オール電化の家に、エネルギー効率の良い電化製品をそろえ、コンピューター制御のエネルギー管理システムを備えると、 家庭のCO2排出量をかなり削減できる。さらにその電力が、太陽パネルやヒートポンプや家庭用風力タービンなど、家庭で発電した再生可能エネルギーであれば、なおさらのことだ。
東京電力(TEPCO)によると、エネルギー管理システムを組み込んだスマートホームによって削減可能なCO2は約56%だという。今回のフェアで展示されていたパナソニックの「ライフィニティ」でも、このようなシステムがみられた。ライフィニティでは、自分たちでエネルギー使用を調整できるように、家族みんなが発電量と消費電力との比率をモニターできる。
ありきたりの方法と思われるかもしれないが、家庭内のエネルギー消費の測定値をモニターできることの効果は大きい。測定できないものを管理することはできないからだ。毎日どれほどのエネルギーが消費され、毎日どこに無駄があるのか視覚化されていれば、我々は、各々の電化製品に対するエネルギー使用の習慣を変えていけるかもしれない。
横浜の展示会を目安としてよいならば、バイオ燃料の生成は、日本の多くの研究機関において、主要な研究分野のひとつと言えそうだ。
電力中央研究所(CRIEPI)は、アオコ(光合成によってエネルギーを得るバクテリアの一種)から”緑の原油“を抽出する興味深い研究を発表した。電力中央研究所は、水分含有量の高い藻類から有機化合物(油分)の抽出のために、脱水剤を工夫することによって、現存の藻類技術で使われている複雑な工程を単純化することに成功した。
この工程は、バイオマスの脱水、農作物の採取、毒性の有機溶剤の使用が不要になるというメリットある。その結果、環境やオゾン層への悪影響がないことも、この蒸留過程のメリットとなる。
微細藻類から緑の原油を抽出するこの新しい方法は、世界の地球温暖化とエネルギー危機を救う持続可能な第二世代のバイオ燃料のひとつとなり得るであろう。

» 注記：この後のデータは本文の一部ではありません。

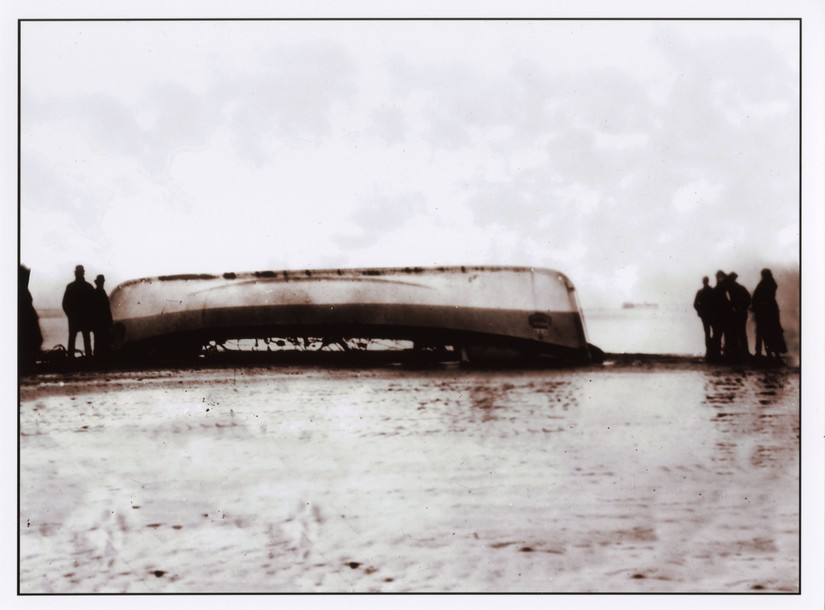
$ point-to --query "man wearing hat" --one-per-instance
(78, 303)
(102, 318)
(740, 300)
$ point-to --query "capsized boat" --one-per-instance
(472, 310)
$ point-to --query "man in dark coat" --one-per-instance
(78, 304)
(703, 304)
(722, 313)
(102, 318)
(740, 300)
(766, 311)
(29, 337)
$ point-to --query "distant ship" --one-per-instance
(640, 306)
(473, 311)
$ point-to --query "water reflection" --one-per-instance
(757, 425)
(511, 406)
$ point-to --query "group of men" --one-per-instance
(724, 309)
(89, 313)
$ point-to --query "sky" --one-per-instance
(634, 156)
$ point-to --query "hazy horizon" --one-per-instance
(634, 156)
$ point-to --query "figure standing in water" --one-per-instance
(740, 300)
(29, 337)
(102, 318)
(766, 311)
(78, 304)
(703, 304)
(722, 313)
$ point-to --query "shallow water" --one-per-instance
(310, 480)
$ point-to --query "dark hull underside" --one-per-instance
(482, 332)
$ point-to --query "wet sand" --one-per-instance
(622, 478)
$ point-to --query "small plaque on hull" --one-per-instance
(540, 320)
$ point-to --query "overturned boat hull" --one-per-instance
(532, 312)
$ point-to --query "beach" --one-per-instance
(624, 477)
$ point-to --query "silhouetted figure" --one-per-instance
(102, 322)
(740, 300)
(722, 314)
(78, 303)
(766, 311)
(29, 337)
(703, 304)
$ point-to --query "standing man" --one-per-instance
(102, 318)
(740, 300)
(766, 311)
(722, 315)
(29, 337)
(78, 304)
(703, 304)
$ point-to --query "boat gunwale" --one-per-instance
(331, 273)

微細藻類から緑の原油を抽出するこの新しい方法は、世界の地球温暖化とエネルギー危機を救う持続可能な第二世代のバイオ燃料のひとつとなり得るであろう。我々が話をした電力中央研究所の代表者たちは、この技術によって、食料資源と競合しないバイオマス抽出が可能になるという点を強調した。とうもろこしやサトウキビなどの農作物から製造された第一世代のバイオ燃料と異なり、緑の原油は食料格の上昇を招くことがないのだ。

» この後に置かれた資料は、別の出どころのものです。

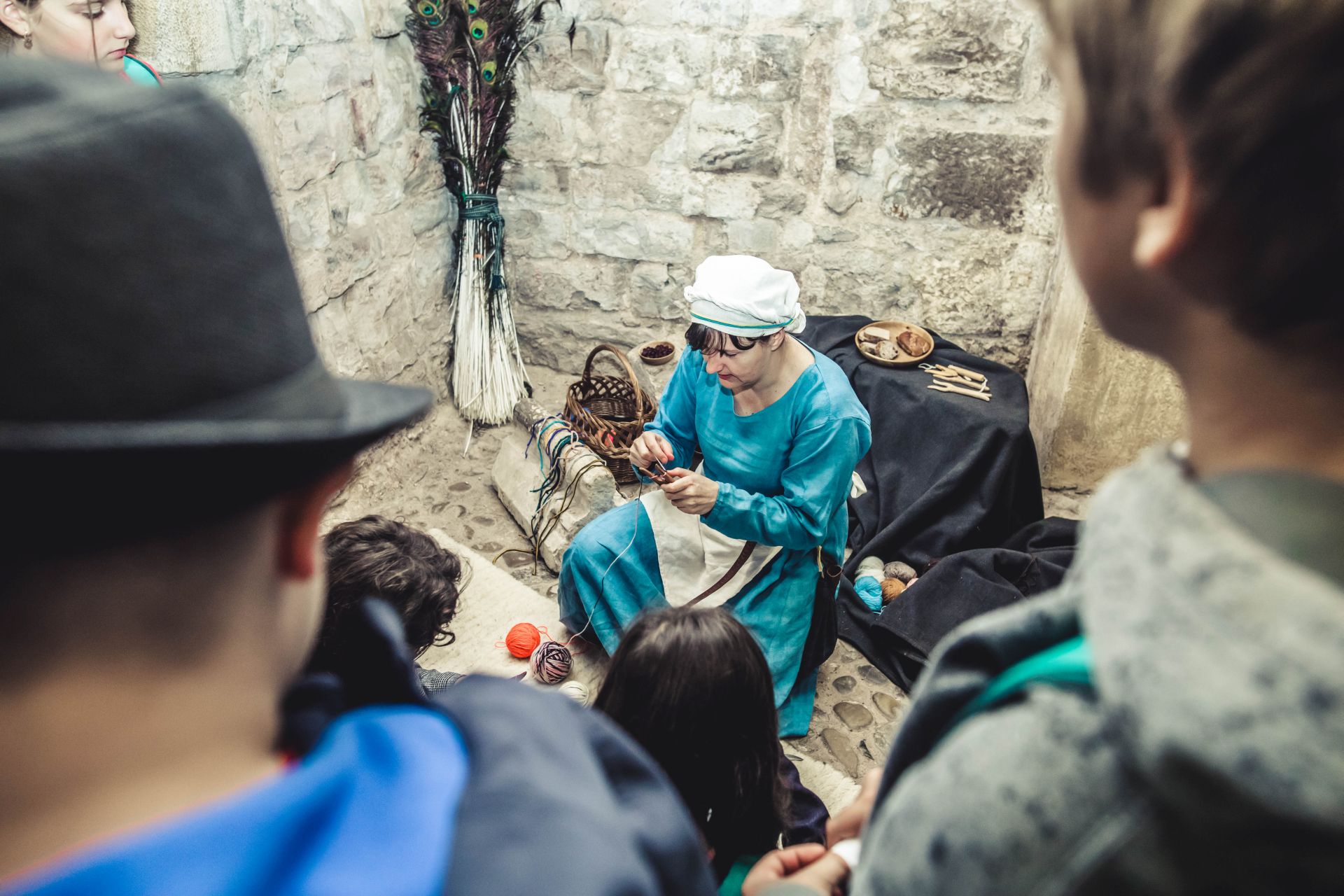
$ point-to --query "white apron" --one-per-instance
(698, 564)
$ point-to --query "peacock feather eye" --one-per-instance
(430, 13)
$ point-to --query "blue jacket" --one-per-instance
(493, 789)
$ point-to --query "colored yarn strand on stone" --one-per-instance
(552, 663)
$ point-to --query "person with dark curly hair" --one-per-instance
(381, 558)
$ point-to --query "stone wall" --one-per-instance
(328, 94)
(891, 153)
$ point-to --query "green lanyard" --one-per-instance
(1066, 665)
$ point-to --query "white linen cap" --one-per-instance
(743, 296)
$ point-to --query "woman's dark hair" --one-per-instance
(706, 339)
(381, 558)
(695, 691)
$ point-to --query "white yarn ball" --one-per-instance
(575, 692)
(872, 566)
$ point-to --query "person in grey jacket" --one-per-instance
(1171, 720)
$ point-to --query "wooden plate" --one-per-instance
(894, 328)
(657, 362)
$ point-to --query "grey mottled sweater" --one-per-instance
(1210, 761)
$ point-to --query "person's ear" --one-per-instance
(14, 18)
(1166, 227)
(302, 514)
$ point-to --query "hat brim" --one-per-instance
(372, 410)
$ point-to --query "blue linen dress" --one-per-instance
(784, 476)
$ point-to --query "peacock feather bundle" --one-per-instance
(472, 52)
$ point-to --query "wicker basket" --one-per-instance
(608, 413)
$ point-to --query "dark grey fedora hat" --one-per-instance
(147, 298)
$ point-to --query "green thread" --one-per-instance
(710, 320)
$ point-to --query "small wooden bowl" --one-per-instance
(895, 328)
(657, 362)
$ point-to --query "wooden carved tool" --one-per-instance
(969, 375)
(946, 387)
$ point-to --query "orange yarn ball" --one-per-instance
(522, 640)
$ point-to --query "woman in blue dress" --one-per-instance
(94, 31)
(780, 430)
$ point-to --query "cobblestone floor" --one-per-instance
(857, 710)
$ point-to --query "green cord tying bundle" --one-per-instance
(487, 209)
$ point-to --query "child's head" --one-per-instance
(381, 558)
(1200, 163)
(695, 691)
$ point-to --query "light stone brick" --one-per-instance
(536, 232)
(625, 130)
(979, 179)
(736, 136)
(660, 61)
(732, 197)
(574, 66)
(764, 66)
(650, 237)
(696, 14)
(753, 237)
(967, 50)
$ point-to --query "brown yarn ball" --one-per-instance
(891, 589)
(898, 570)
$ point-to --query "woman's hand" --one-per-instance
(854, 818)
(806, 864)
(648, 448)
(691, 492)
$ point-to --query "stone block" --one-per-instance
(655, 295)
(312, 140)
(562, 340)
(515, 476)
(756, 237)
(385, 18)
(696, 14)
(561, 64)
(796, 234)
(305, 22)
(545, 127)
(990, 286)
(635, 190)
(857, 137)
(783, 199)
(188, 38)
(625, 130)
(654, 379)
(309, 74)
(951, 50)
(652, 237)
(736, 136)
(840, 195)
(732, 197)
(394, 73)
(582, 285)
(308, 219)
(766, 66)
(660, 61)
(424, 171)
(542, 184)
(335, 339)
(536, 232)
(385, 176)
(979, 179)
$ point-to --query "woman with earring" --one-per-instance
(96, 31)
(780, 430)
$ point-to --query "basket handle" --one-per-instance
(625, 363)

一方、藻類を原料とする燃料製造は、大気中のCO2削減と直接は結びつかない。なぜならば、このバイオ燃料を燃やす時に、藻類によって大気中から吸収されたCO2が、大気中に再排出されるからだ。しかし石炭や石油などの枯渇しつつある化石燃料を燃やす場合と違って、少なくとも、新たなCO2の排出は避けられる。
この展示会では、再生可能エネルギーの分野全般において技術的進展が見られることが確認できた。しかしその一方で、学術的な研究成果や進展と、技術の応用を意図する企業との間に溝があると感じた。
最善のシナリオがうまくいった場合でも、この分野の発達には時間がかかる。たいていの技術開発者は、各自が開発中の技術の商品化を2030年までに達成したいと言っていた。2030年とは、日本の25%温室効果ガス排出削減目標――その詳細については、残念ながらわずかしか提供されていない――の達成期限から、さらに10年後のことである。
それにもかかわらず、新たに出現したこれらの技術は、総体として、我々を待ち受ける再生可能エネルギーの未来がどのようなものなのか、その一端を我々に見せてくれる。